Tom Flynn of Homosassa was fishing with minnows he had caught at a boat ramp when he hooked into the catfish. The new state record yellow bullhead weighed 5 pounds, .75 ounces and was 20 inches in length.

“Actually, I was fishing for mangrove snapper,” Flynn said. “However, I started catching catfish and decided to keep them. I caught seven and took them home.”

Flynn tried to convince his wife the fish were good eating.

“She’s not really a big fan of catfish,” Flynn said. “But she went online to check them out and discovered that the state record was 2.91 pounds. I knew I had bigger fish than that.”

Sure enough, when Flynn checked his catch, he had two fish that weighed more than the standing state record.

Eric Thomas, an FWC freshwater fish biologist from the Ocala regional office, verified the new record yellow bullhead.

Yellow bullhead are similar in appearance to the more common brown bullhead, with a nearly square tail, but the chin barbels (whiskers) are pale yellow or pink, unlike the somewhat larger brown bullhead (state record: 5 pounds, 12 ounces) that has darker pigmented chin barbels.

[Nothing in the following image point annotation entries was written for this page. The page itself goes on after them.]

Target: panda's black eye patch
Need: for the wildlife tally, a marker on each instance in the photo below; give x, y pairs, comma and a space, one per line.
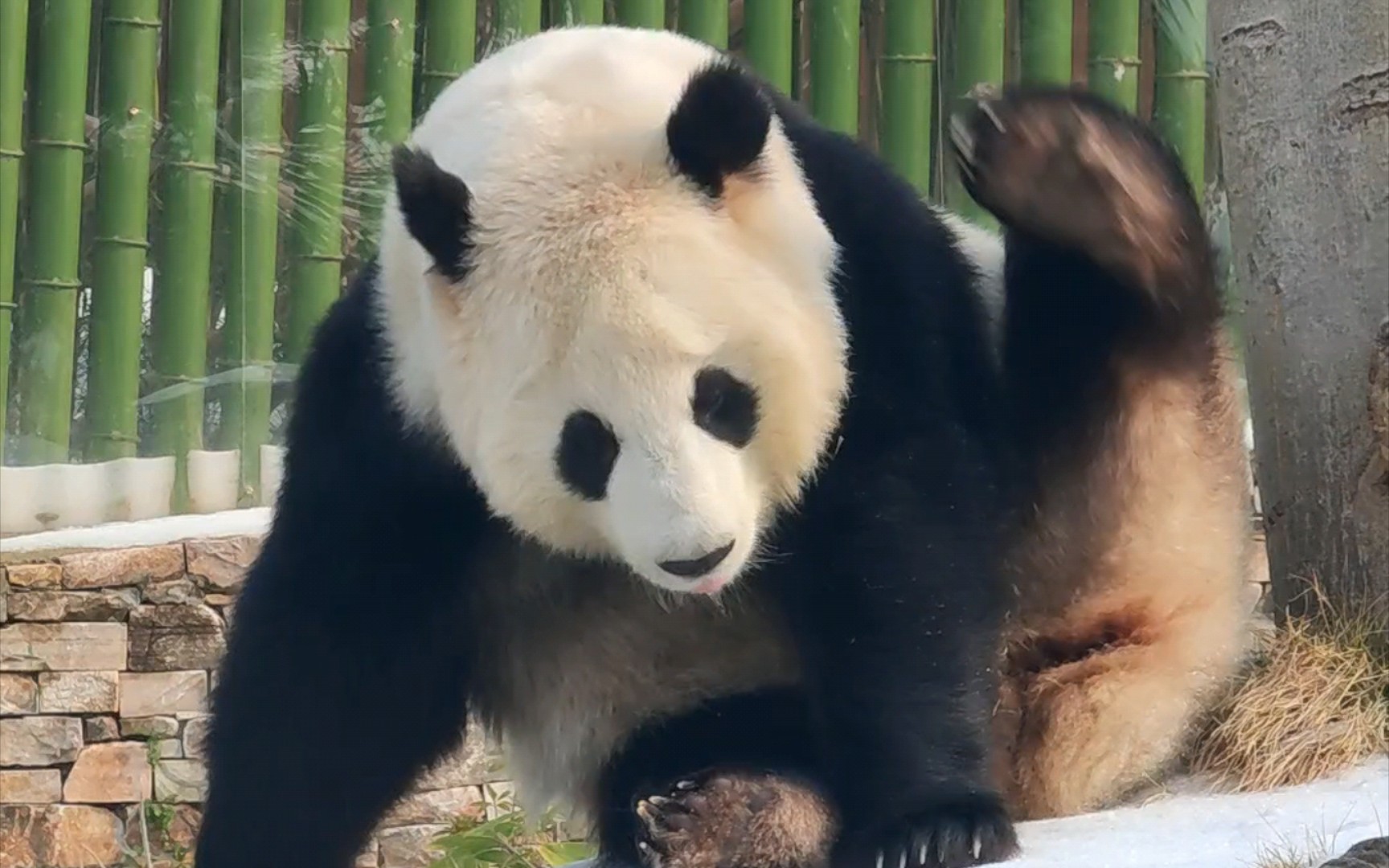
725, 406
587, 453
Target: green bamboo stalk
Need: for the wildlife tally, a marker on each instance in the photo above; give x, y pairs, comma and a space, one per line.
908, 64
767, 40
14, 30
1179, 84
450, 35
255, 215
1047, 42
572, 13
642, 13
834, 64
316, 168
179, 316
706, 20
515, 20
391, 72
129, 63
47, 326
978, 60
1114, 34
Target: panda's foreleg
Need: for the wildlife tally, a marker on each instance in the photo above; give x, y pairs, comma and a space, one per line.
731, 784
330, 702
1108, 267
347, 661
896, 600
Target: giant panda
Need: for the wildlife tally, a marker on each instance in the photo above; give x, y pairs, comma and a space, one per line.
767, 515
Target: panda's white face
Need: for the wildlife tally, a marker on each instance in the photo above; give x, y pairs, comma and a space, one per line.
628, 366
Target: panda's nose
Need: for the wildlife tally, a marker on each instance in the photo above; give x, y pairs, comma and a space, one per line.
696, 567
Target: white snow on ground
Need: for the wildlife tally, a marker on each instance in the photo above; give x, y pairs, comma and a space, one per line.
145, 532
1194, 829
1219, 831
1186, 828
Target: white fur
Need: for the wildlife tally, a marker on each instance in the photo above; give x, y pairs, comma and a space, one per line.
985, 252
600, 280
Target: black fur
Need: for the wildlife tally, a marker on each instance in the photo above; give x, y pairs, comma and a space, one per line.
436, 207
719, 128
587, 453
725, 406
334, 696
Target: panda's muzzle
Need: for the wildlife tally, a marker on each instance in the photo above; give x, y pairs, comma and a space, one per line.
698, 567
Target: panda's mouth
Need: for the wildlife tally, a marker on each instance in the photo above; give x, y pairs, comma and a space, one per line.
711, 585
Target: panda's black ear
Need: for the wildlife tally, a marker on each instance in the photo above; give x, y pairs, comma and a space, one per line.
719, 127
436, 207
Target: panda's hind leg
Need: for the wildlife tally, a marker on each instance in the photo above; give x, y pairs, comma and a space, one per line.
1131, 564
1096, 711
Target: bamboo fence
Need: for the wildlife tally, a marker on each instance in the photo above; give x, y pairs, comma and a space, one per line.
185, 188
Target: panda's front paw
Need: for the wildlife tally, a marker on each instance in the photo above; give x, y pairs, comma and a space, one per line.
950, 835
1072, 170
725, 818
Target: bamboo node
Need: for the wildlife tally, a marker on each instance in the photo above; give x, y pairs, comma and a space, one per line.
1185, 74
66, 143
135, 23
116, 436
192, 166
1116, 61
51, 284
122, 242
908, 59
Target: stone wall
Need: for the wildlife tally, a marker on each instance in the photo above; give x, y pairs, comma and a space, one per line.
106, 663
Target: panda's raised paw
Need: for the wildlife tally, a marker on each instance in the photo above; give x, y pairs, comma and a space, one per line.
1071, 170
734, 820
948, 837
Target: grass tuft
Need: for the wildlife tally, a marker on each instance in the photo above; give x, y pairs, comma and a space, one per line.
1314, 703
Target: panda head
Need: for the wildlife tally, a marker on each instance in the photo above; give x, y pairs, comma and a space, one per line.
606, 282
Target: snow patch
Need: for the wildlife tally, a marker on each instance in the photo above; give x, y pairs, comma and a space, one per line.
150, 532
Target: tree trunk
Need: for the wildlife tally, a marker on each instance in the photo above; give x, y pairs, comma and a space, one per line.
1303, 114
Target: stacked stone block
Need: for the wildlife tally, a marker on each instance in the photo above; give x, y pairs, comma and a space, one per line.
106, 664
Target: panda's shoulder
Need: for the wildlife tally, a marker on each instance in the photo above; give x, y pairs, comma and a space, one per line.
346, 424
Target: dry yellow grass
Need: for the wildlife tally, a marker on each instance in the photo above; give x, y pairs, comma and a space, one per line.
1316, 702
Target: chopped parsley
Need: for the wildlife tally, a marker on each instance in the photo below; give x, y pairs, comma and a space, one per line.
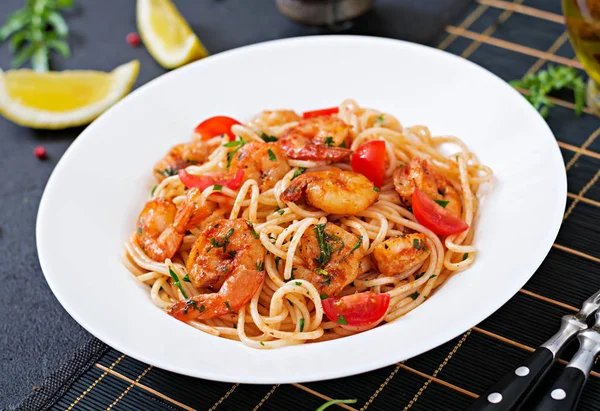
267, 138
236, 143
298, 172
177, 283
443, 203
224, 243
324, 247
254, 233
167, 172
358, 243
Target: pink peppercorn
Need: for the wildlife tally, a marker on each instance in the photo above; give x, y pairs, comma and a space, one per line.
133, 39
40, 152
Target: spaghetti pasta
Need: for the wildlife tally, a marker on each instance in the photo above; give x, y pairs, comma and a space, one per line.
245, 242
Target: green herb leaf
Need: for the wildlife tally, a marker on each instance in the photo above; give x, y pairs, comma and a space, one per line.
254, 233
333, 402
235, 143
443, 203
176, 282
59, 24
298, 172
324, 247
267, 138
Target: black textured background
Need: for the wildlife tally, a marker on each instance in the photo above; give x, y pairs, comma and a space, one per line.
36, 334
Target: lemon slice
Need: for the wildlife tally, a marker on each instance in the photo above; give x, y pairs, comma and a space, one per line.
166, 34
56, 100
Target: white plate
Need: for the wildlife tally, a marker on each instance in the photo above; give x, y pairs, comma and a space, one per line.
93, 197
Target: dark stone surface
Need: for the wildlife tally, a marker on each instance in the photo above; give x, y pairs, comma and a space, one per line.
36, 334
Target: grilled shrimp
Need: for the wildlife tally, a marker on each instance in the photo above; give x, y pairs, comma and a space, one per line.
161, 225
400, 254
334, 191
223, 249
332, 255
264, 162
183, 155
236, 291
274, 118
318, 138
418, 174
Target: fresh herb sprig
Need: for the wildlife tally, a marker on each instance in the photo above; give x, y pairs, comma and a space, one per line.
35, 31
554, 78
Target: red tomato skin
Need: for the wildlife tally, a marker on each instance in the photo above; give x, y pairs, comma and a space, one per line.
216, 126
434, 216
357, 309
321, 112
369, 160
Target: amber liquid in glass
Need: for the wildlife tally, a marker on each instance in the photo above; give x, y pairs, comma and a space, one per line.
583, 23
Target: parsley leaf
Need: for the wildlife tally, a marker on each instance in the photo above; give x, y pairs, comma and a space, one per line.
177, 283
298, 172
254, 233
554, 78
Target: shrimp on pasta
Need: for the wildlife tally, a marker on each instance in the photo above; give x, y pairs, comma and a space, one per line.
299, 228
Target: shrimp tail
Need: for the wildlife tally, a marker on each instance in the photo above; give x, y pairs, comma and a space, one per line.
236, 292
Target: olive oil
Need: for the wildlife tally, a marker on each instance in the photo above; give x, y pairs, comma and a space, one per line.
582, 18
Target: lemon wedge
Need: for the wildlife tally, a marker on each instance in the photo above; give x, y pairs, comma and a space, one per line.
56, 100
166, 34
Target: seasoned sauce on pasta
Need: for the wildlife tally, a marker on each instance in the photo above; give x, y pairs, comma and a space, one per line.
303, 228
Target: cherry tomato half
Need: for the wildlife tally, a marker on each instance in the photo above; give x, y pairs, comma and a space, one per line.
203, 182
369, 160
357, 309
434, 216
321, 112
216, 126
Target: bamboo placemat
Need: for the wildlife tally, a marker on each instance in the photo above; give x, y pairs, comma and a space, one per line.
509, 39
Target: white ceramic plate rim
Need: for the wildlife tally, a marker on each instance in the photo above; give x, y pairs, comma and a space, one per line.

The previous record was a 2.91-pound yellow bullhead. Michael Pace caught it in the Withlacoochee River in Levy County on March 7, 2007.

For a fish to become an official state record, an FWC biologist must verify the species and weigh it on a certified scale. However, the FWC also recognizes anglers who catch a memorable-size fish with a Big Catch certificate. These are issued for 33 different species of freshwater fishes and are subject to less stringent guidelines to allow an angler to be recognized if the fish’s weight or length exceed minimum standards (see MyFWC.com/Fishing or the Freshwater Fishing Regulations Summary).

For a Big Catch certificate, an adult needs to catch a yellow bullhead that exceeds either 14 inches in total length or 1.5 pounds (youth standards are 10 inches and 1 pound).

The world record for this species is a 6-pound, 6-ounce yellow bullhead that John Irvin caught in Bates County, Mo., on May 27, 2006.

“I can’t believe what good eating these fish are,” Flynn said. “I think I’m going to keep going for them and see if I can catch the new world’s record.”